American Journal of Speech-Language Pathology
|April 19, 2017
Summary
Automated language environment analysis using the LENA System provides reliable estimates of early language exposure. These estimates reveal socioeconomic disparities in language interactions, crucial for identifying at-risk children.
Area of Science:
- Child Development
- Linguistics
- Speech-Language Pathology
Background:
- Early language exposure significantly impacts child development.
- Previous research indicated socioeconomic disparities in language environments.
- Automated analysis offers a scalable method for assessing language environments.
Purpose of the Study:
- Standardize automated language environment estimates.
- Validate automated estimates against established language assessments.
- Investigate socioeconomic differences in early language exposure.
Main Methods:
- Longitudinal, daylong recordings of typically developing children (2-48 months).
- Analysis of 3,213 recordings using the Language Environment Analysis (LENA) System.
- Estimation of adult words, caregiver-child interactions, and child vocalizations.
Main Results:
- Child vocalizations and turn-taking increased with age.
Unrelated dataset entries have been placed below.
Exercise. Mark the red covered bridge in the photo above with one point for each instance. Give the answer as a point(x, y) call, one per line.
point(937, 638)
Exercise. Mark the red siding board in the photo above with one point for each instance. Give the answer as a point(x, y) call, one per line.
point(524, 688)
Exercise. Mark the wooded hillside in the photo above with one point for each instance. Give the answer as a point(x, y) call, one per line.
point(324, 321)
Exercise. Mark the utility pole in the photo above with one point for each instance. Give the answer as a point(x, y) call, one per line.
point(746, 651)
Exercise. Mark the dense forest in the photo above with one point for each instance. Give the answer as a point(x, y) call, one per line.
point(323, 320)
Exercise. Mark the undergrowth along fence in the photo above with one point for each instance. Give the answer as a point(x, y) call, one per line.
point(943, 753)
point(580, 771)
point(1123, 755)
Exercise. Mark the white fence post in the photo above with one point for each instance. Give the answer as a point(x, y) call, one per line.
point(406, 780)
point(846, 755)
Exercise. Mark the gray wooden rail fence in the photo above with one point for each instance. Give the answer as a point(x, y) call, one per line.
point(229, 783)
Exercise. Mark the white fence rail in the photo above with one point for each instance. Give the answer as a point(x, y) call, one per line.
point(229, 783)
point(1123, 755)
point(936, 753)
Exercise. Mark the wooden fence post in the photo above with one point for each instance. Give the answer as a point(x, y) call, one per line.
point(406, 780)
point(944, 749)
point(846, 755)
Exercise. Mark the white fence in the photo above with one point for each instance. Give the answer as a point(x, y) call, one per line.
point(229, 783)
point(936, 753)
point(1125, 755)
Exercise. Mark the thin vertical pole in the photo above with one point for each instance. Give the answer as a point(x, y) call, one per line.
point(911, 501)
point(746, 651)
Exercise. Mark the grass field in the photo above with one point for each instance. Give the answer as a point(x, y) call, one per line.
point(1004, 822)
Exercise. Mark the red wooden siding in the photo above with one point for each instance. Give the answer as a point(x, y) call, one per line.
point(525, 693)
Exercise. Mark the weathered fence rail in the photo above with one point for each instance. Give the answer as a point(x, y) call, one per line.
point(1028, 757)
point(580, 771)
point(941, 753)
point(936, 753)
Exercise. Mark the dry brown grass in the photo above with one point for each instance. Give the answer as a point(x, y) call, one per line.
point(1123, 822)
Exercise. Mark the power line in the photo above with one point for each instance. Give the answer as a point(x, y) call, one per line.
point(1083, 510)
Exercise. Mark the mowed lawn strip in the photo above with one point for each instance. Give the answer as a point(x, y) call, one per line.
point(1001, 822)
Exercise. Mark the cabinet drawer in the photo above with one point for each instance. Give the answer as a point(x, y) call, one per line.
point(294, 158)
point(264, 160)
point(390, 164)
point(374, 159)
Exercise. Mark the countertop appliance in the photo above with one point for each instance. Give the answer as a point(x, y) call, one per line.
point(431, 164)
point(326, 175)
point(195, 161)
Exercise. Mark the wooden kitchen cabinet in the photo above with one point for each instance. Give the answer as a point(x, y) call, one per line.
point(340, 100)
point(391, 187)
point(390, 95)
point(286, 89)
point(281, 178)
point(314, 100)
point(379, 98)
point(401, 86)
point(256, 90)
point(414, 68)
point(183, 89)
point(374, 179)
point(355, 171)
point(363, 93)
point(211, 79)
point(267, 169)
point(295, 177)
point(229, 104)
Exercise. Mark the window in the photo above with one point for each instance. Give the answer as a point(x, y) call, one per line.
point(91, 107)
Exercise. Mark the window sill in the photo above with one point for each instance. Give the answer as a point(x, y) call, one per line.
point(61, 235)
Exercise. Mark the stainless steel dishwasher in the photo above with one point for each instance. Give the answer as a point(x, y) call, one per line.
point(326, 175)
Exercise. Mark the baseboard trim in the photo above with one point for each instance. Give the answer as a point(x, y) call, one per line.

- Automated estimates predicted 7%-16% of language assessment score variance.
- Lower socioeconomic status children had reduced language exposure and interaction, with high within-group variability.
Conclusions:
- Automated language environment analysis offers valuable insights.
- Findings highlight clinical implications for identifying children at risk for language delays.
- Early language environment characteristics are linked to developmental outcomes.